Recommendation: Reach out to my colleague James Bergstra, and build out automatic hyperparameter selection. This will make your offering work off-the-shelf, which is what is necessary for it to see wider adoption.

Why? The real pain in the ass in training a deep network is the hyperparameter selection.

What is your learning rate? What is your noise level? What is your regularization parameter?

Choosing these values is a far bigger pain than almost everything else combined.

Doing a grid search is intractable. Random hyperparameter search is better. You can use a sophisticated strategy, like Bergstra et al have proposed.


I agree that the hyper-parameter selection is a huge pain, personally though, I am more familiar with the work of Snoek et al. [1] from NIPS in December last year. He even distributes a neat Python package that will perform Bayesian optimisation combined with MCMC [2] so that even people, like me, that are not yet familiar with Gaussian Processes can deploy it easily.

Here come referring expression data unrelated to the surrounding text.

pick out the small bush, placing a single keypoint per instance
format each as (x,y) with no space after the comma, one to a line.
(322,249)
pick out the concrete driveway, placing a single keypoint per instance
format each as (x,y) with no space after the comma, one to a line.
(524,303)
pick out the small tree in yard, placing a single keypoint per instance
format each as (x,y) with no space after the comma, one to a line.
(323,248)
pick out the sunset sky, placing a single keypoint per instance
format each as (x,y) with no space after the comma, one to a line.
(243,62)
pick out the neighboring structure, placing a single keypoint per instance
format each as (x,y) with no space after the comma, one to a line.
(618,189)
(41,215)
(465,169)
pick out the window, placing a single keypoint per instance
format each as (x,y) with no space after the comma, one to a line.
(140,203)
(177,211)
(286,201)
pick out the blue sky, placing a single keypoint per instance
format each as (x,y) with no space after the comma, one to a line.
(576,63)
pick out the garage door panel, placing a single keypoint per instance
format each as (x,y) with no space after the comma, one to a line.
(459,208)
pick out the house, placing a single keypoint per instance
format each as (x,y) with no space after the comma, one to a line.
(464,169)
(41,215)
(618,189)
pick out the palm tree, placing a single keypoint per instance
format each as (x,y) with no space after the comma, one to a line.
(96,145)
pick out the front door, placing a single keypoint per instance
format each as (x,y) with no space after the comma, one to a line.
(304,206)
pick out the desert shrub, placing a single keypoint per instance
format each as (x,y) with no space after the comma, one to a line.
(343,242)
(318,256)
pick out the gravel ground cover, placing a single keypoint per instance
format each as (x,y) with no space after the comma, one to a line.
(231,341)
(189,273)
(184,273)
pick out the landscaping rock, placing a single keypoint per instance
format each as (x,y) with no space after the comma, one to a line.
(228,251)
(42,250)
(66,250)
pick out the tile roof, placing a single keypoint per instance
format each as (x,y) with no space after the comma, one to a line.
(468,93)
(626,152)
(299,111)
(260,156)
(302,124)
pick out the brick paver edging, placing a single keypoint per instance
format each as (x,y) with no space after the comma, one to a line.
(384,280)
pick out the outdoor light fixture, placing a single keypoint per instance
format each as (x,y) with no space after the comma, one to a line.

[1]: http://arxiv.org/pdf/1206.2944v2

[2]: http://www.cs.toronto.edu/~jasper/software.html



Yeah, it's a really good point.

I haven't played with automatic parameter selection much (but have been seeing more papers on it recently) so I hadn't really considered it all that closely.

While I'd like to give people a fair amount of control over model parameters if they want, it probably is very important that I make things as turnkey as I can. Shouldn't be too tough to hack something together and make it an option during training.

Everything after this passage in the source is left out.